I mostly coped with my lack of sleep though I did forget that I had designed this when some nice ladies came over to ask me about my baby cardigan design. “I’ve never designed a baby cardigan in my life” was the answer which popped out of my mouth until I was shown a photo of said design “Oh yes I did design that one.” Not my proudest moment!

The sheep offered their amazing reassuring baas and my 4pm I was mooching around by the Castlemilk Moorit stand drawing spiritual sustenance from the beautiful faces of their ginger lambs.



Saturday at Woolfest was vastly enhanced by 7 or 8 hours of sleep and a big sack o’ salty cashew nuts, then Sunday was a day of rest with amazing friends and comrades and on Monday I drove home. Yesterday I worked in Oxford, posted off orders of KNITSONIK books and went to the hospital to see how everything is going.
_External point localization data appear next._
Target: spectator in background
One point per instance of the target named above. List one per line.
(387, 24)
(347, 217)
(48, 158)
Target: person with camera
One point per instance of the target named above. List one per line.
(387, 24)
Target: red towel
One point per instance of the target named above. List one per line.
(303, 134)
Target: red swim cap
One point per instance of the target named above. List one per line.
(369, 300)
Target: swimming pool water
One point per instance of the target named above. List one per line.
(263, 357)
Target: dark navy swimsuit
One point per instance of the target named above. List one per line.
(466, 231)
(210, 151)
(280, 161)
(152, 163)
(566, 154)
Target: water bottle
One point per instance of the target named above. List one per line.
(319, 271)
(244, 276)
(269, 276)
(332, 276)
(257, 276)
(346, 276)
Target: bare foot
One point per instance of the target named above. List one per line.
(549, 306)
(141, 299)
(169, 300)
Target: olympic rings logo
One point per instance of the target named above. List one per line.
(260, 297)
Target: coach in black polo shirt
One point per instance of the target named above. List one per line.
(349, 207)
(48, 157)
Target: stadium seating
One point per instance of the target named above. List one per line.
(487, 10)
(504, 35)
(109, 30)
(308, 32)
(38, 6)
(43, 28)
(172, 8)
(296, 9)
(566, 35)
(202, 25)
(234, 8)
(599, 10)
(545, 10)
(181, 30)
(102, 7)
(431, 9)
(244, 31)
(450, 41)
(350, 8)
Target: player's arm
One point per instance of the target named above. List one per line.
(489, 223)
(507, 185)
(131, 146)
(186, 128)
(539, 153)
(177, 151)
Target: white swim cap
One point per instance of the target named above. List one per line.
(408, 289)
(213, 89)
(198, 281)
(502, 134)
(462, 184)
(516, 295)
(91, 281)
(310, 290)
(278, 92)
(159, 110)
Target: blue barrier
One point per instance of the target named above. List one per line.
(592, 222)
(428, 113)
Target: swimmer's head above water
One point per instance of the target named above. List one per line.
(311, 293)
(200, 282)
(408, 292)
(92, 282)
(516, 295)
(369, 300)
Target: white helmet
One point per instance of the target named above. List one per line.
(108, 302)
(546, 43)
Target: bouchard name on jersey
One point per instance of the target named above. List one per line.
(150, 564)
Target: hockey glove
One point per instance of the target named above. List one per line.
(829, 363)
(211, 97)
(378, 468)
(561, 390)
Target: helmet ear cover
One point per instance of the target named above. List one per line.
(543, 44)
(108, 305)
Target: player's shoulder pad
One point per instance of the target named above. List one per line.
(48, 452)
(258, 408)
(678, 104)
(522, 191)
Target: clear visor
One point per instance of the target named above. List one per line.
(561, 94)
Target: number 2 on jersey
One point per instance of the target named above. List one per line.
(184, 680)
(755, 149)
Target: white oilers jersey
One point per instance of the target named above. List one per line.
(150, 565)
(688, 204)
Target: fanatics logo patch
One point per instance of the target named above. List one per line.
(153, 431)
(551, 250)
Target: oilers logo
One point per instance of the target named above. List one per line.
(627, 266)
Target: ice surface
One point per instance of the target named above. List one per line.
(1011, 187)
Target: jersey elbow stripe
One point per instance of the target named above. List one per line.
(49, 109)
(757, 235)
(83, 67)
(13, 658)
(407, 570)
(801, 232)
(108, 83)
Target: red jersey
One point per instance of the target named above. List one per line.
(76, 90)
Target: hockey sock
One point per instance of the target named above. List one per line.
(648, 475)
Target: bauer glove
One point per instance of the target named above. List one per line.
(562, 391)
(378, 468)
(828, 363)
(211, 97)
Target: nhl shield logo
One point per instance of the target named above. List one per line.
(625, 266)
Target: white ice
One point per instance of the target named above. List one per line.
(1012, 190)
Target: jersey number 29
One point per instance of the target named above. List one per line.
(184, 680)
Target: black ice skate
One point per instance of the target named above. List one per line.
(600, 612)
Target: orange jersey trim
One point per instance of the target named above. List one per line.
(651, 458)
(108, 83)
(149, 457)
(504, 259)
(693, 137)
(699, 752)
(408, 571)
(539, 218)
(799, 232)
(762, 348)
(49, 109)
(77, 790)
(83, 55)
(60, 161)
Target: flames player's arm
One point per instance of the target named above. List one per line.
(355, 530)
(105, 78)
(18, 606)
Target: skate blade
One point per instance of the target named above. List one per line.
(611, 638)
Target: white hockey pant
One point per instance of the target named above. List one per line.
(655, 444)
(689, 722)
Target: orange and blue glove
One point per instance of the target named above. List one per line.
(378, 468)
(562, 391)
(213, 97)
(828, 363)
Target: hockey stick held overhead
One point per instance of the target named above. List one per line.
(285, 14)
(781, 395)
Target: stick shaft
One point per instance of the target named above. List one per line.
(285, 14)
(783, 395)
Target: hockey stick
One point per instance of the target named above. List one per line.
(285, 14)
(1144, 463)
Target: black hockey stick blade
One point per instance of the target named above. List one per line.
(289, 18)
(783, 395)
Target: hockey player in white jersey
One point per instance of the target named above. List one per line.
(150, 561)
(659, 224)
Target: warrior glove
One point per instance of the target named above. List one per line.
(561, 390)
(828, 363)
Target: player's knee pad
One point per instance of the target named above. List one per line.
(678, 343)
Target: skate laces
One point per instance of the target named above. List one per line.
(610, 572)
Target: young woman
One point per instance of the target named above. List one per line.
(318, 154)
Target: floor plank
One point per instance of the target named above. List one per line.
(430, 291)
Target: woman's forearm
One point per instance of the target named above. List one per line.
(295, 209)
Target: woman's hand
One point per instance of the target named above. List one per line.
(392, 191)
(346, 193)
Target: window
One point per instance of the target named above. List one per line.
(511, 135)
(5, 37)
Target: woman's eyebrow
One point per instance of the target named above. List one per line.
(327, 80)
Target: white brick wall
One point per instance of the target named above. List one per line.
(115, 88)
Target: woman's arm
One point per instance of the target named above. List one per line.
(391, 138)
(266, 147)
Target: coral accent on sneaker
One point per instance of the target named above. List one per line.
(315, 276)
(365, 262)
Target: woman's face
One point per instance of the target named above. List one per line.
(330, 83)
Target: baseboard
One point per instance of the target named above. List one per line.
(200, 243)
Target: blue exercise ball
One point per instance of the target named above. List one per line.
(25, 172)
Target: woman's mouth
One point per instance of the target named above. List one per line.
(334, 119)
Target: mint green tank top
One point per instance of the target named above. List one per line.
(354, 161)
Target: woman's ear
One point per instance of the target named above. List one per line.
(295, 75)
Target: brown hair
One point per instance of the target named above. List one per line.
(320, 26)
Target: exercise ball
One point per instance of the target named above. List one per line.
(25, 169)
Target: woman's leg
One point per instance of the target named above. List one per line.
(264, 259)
Today I am tidying up the mess I made bringing stuff to and from WOOLFEST, and later I’m visiting my SiL in hospital with a tablet full of audio books to allay the tedious bordeom of the ward. I keep thinking about the role that photos are playing in things at the moment for her; she doesn’t remember my party or much from the past few weeks and photos of what has been going on really help her to put it all together, apparently. And yet it goes without saying that none of us felt it was right to photograph her dramatic exit from my house this time last week and so the only evidence that survives is in our memories.

Between the highs of the duck house and Woolfest and the lows of illness and emergencies in the family it really has been a strange week. This isn’t much of a blog post but I feel – a bit like my SiL – that going through events can sometimes help us to make sense of them.